The following quotes speak for themselves.
Saudi Ambassador to Britain: I'm Pro Suicide Bombing
In an extensive interview with Ghazi Al-Qusaibi on 9 July 2002 and published in the Saudi-owned London Arabic Daily Al-Sharq Al-Awsat, the Saudi ambassador to Britain compared IDF actions to those of Nazi Germany and justified suicide attacks. The interview was conducted following a poem the ambassador wrote praising a female suicide bomber, which sparked media reaction in Britain. Regarding this issue, Al-Qusaibi said the following:
"A man who defends his homeland and dies doing so is a martyr, and in no case may we consider him a terrorist." Al-Qusaibi added: "According to the Islamic view, no one can make the forbidden permissible or the permissible forbidden. [In Islam] punishments have been set, and no matter what we say, the West will see them as barbaric and primitive. According to the Western view, flogging is illogical and execution is unacceptable, as is amputating hands and stoning. These are things that in Muslim eyes are at the core of the Islamic faith."
- Gil Eyal, "Saudi Ambassador to Britain: I'm Pro Suicide Bombing," Pravda, July 11, 2002.

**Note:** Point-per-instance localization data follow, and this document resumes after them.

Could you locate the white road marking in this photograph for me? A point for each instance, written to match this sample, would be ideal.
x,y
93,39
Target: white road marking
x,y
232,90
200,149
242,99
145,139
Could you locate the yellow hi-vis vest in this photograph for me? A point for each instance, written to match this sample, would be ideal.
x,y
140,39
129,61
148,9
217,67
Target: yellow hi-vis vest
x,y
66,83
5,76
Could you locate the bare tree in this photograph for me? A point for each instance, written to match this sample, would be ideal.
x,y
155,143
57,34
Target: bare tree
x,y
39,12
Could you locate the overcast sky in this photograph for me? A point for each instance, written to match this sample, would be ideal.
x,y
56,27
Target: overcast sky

Saudi Bombing Blamed on al Qaeda
The deadly suicide bombing of a housing complex in the capital of Saudi Arabia appears to be the work of an al Qaeda terrorist cell intent on rattling the Saudi government, U.S. and Saudi authorities said yesterday.
As the death toll from the Saturday night attack rose to 17, including five children, investigators pointed to similarities to three May 12 bombings in Riyadh and to warnings gathered from intelligence sources and al Qaeda Web sites.
"I feel personally quite sure because this attack bears their hallmark," said Deputy Secretary of State Richard L. Armitage, who arrived in the Saudi capital and met with Crown Prince Abdullah. "My view is these al Qaeda terrorists . . . would prefer to have many such events."
- Peter Slevin, "Saudi Bombing Blamed on al Qaeda," Washington Post, November 10, 2003.